What an odd love-hate relationship we have with concrete. Concrete can be perfect and beautiful, it can be in colors and dressed up, but more often it is plain and utilitarian, or even dirty and cracked and ugly. It can go into place easily and according to plan, but it also can be difficult, like an unruly plow horse or a perverse spouse who seems ready to bicker about everything or nothing. But even then it nearly always ends up solid and durable, something upon which one can build a life, both figuratively and literally.

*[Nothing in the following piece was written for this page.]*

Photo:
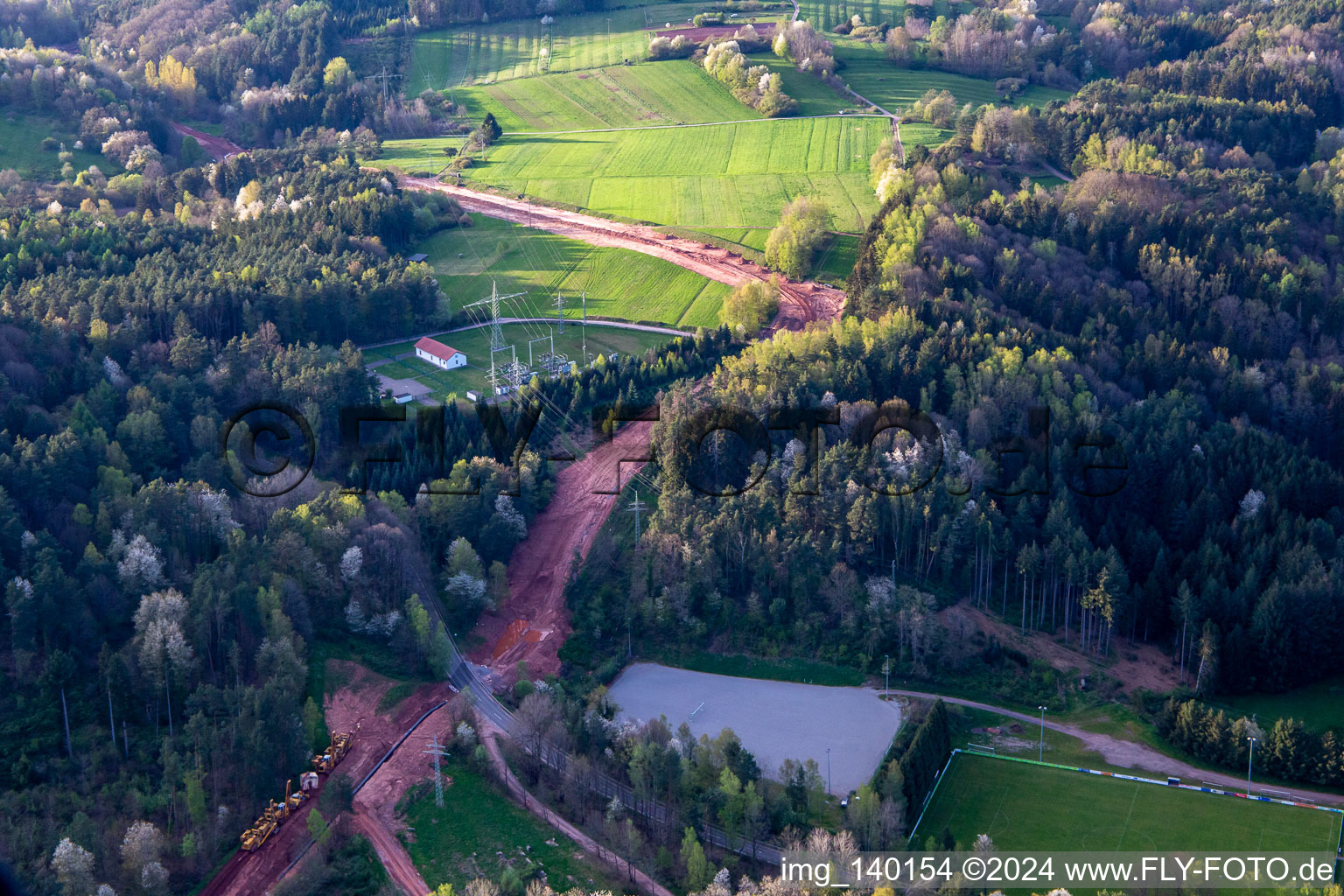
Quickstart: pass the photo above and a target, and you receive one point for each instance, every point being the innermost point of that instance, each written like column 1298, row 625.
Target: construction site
column 277, row 812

There's something about concrete that reminds us of ourselves. Or perhaps it's just that those of us who are attracted to the material see ourselves in it. Concrete people aren't flashy or flamboyant, but rather are solid and dependable. We aren't looking for the quick score—we're in the game for the long run and hope to persevere simply by holding on longer or outliving everyone else, to still be there at the end, to still be solid when everything else has rusted away. To be useful, if nothing more.

We too are conglomerates, mixtures of coarse and fine. We started out weak and have gotten stronger over the years and continue to gain strength. We recognize our weaknesses and play off our strengths. Concrete cracks, we know that, so we partner with reinforcing steel to overcome such a shortcoming, just as we work with whomever we need to—even those we don't particularly like—to do our jobs well and build something of which we can be proud. We're proud of our buildings, even if the concrete is completely hidden behind a flashier façade—we know what's making the building stand.

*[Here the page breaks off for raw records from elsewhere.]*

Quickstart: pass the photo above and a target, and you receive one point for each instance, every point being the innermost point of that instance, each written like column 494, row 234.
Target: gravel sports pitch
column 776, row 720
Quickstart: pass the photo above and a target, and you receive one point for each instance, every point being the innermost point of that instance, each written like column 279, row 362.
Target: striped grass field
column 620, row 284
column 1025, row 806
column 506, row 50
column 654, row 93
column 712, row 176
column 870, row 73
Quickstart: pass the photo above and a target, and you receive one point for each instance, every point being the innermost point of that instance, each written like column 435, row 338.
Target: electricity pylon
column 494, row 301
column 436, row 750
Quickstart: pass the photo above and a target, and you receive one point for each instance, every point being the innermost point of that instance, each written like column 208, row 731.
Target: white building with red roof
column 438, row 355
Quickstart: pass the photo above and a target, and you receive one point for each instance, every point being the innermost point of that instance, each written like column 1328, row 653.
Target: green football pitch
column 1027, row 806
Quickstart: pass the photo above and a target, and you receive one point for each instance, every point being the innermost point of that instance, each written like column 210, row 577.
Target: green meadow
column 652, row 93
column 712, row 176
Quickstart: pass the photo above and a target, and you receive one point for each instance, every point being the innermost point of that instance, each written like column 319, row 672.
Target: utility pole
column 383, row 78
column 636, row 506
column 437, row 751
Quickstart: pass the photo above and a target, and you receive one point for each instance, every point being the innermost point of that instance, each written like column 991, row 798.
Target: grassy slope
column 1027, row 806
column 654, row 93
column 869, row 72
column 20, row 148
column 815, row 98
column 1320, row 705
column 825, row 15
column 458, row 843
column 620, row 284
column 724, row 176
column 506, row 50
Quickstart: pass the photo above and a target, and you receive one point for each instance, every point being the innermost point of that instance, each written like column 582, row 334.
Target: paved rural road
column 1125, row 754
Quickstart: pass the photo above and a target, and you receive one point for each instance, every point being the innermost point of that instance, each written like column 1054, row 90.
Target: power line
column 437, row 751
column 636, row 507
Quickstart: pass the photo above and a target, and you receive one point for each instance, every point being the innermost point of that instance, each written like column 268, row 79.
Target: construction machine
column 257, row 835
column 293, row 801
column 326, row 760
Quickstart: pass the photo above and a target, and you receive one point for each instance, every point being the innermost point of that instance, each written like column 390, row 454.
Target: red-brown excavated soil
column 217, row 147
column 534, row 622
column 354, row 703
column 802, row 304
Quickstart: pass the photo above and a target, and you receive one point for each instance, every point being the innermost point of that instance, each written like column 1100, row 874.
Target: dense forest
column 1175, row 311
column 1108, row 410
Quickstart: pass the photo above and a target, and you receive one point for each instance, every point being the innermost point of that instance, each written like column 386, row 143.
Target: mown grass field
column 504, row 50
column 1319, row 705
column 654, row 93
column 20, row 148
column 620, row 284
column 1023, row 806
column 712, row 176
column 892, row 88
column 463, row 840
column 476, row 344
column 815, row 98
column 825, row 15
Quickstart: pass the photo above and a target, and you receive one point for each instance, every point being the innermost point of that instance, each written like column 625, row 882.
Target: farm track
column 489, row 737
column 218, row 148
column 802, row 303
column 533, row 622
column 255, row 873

The analogy is just as apt for those who dig the rock out of the ground and burn and grind it to create the magic powder. And for the designers who analyze the stresses and position the steel to create something much stronger than either alone, to design within the weaknesses so as to almost make them strengths. To acknowledge that concrete will crack and understand it well enough to let it do what it has to do.

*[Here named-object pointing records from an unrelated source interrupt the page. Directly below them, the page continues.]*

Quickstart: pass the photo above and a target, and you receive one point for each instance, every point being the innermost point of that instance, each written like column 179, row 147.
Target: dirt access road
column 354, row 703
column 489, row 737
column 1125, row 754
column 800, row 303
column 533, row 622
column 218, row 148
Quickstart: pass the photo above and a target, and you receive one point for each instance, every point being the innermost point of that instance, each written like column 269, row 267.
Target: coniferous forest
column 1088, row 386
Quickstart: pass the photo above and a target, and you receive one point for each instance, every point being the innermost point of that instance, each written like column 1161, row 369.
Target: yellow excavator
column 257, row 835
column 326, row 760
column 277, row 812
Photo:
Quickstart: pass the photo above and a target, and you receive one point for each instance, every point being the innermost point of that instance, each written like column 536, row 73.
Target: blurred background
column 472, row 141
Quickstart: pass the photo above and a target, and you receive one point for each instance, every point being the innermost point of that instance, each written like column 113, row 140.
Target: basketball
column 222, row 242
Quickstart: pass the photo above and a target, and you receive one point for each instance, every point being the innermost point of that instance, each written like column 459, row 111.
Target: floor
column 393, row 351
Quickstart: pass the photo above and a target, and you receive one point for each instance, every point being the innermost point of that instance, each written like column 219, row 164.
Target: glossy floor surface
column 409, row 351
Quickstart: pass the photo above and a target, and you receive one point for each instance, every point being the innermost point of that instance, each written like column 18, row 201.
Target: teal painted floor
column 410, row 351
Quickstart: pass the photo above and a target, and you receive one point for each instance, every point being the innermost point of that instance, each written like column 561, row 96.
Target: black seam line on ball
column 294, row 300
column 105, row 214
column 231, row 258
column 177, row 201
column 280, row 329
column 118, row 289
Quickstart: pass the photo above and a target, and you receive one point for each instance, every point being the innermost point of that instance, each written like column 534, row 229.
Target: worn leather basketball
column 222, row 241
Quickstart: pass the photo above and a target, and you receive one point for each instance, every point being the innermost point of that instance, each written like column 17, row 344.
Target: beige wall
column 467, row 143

And there are the architects who see us and our concrete for what we are, recognizing the rough exterior while envisioning the potential beauty within. And, of course, the contractor who has learned to work with the fickleness of the material and to love it even more for its obstinacy. We have learned how to make it do what we want—or, not really make it, more like coax it. We know we have to baby it to a certain extent, to cover it when it's cold and shield it from the sun, to live with and understand the idiosyncrasies so that we can get what we want—almost like a marriage.

So we try to overcome concrete's shortcomings as we do our own and some succeed more than others, but it's the trying that counts. Be proud of the material and proud of yourself for making the effort and never giving up.